De vez em quando, um artigo notável. Hoje, Le Monde
dedica uma página para nos extasiarmos com os efeitos positivos deste
confinamento: o triunfo do voluntariado. Se por um lado, os pedidos de
ajuda são cada vez mais numerosos, as ofertas de pessoas de bom coração
que propõem sua ajuda, seus talentos, suas economias crescem
paralelamente.
O
jornal utiliza uma fórmula muito bonita, que serviu em 1954, quando uma
onda de temperaturas polares se somou à escassez de habitações.
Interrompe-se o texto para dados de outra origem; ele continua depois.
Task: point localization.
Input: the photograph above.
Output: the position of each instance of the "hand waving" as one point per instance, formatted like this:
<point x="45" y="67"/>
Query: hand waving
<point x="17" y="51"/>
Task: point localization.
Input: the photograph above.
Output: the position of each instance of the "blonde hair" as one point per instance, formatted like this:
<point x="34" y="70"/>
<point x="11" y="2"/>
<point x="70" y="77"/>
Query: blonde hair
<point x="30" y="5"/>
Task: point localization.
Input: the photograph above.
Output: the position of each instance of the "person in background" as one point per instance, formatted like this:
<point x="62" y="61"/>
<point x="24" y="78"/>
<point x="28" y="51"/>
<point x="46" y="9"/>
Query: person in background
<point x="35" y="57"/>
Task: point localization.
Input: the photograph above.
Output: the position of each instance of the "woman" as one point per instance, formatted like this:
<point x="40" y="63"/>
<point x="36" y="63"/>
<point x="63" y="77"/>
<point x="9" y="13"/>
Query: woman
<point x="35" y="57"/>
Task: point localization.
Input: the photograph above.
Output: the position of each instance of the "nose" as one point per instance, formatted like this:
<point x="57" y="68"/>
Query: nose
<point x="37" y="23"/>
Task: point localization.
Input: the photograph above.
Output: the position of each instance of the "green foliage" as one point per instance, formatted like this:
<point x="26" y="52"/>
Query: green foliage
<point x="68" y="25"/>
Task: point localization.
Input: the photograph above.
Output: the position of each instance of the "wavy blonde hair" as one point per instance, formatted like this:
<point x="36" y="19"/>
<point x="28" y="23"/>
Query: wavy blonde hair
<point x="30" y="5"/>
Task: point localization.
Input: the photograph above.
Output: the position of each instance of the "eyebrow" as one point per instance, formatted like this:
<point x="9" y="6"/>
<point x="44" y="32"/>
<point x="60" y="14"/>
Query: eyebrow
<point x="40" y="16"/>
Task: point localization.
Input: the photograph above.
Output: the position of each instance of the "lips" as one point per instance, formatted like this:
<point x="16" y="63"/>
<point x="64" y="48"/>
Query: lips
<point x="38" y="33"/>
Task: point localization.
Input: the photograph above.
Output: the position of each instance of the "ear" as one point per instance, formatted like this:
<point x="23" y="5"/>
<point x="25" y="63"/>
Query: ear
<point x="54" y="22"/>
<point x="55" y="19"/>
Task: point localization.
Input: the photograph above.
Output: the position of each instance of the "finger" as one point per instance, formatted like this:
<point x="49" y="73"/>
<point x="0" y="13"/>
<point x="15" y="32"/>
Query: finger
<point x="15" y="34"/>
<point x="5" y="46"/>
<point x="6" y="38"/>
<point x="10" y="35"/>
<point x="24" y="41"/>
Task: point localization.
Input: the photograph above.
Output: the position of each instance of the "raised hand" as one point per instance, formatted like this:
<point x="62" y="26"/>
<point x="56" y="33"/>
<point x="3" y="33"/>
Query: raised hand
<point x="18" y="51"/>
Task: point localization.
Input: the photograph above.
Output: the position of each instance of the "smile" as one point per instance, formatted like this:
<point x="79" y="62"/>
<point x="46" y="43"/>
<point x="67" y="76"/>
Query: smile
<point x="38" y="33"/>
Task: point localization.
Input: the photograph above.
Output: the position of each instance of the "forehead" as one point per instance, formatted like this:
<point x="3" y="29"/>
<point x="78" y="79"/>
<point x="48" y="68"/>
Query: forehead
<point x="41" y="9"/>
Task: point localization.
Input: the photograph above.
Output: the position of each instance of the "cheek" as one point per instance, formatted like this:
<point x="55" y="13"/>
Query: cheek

“Assistimos a uma insurreição da bondade”. Sociólogos e filósofos
explicam aos leitores que as grandes provações coletivas têm o efeito de
unir os seres humanos entre si de maneira indissolúvel, de acabar com
suas brigas degradantes. É verdade. As guerras, por exemplo: como nos
amávamos em 1914 quando camponeses e artistas, pobres e ricos, partiam
de uma mesma cidade com o mesmo passo alegre ao assalto das tropas
alemãs, “uma flor no cano do fuzil”. Isto durou oito dias.
O coronavírus
é diferente. Graças a Deus, esta praga jamais provocou alguma forma de
exaltação em quem quer que seja. Mas, se “a insurreição da bondade” é
totalmente real, por outro lado, o confinamento que encurrala todo mundo
tem também outras consequências, deploráveis, diga-se de passagem. O
vírus faz o desastre nas famílias condenadas de repente a mostrar o
reverso de suas vidas, dos seus beijos. Um reverso tenebroso.
Clara
disse: “Droga! Tenho a impressão de ter sido condenada a minha vida
toda”. Uma estudante de 22 anos deixa escapar: “Como suportar uma
aproximação forçada com pessoas das quais procuro fugir há anos”. E seis
jovens, indubitavelmente seis irmãs, citam o pessimismo como
circunstância agravante do “distanciamento”. “Estar encurralado com os
pais! É possível imaginar?” Ou para outra, a vida familiar reencontrada é
um suplício, mas ela procura uma explicação para a “tolice”, exibida
nesses reencontros.
Nestes breves reencontros, subentendem-se
coisas “não ditas”. Uma das jovens fica sabendo também que seus pais são
violentamente racistas. “Vou lhe contar. São estrangeiros. Não falam
uma palavra de francês. E reproduzem todas as bobagens que circulam
sobre os estrangeiros, os 'macaronis, os polacos, os rosbifes' ... As
fake news...Dizem também: 'Este vírus não é nada. Basta tomar água
fervente. Ou então, comer gengibre, alho e pimenta. Nos primeiros dias
tentei explicar para eles que os estrangeiros não são uns
delinquentes...Eu não suporto. Corto logo...”.
Outra irmã faz o
balanço desta clausura. Judith, que tem 27 anos e não mora com os pais,
quando não há esse vírus circulando, descobre a face sombria deles.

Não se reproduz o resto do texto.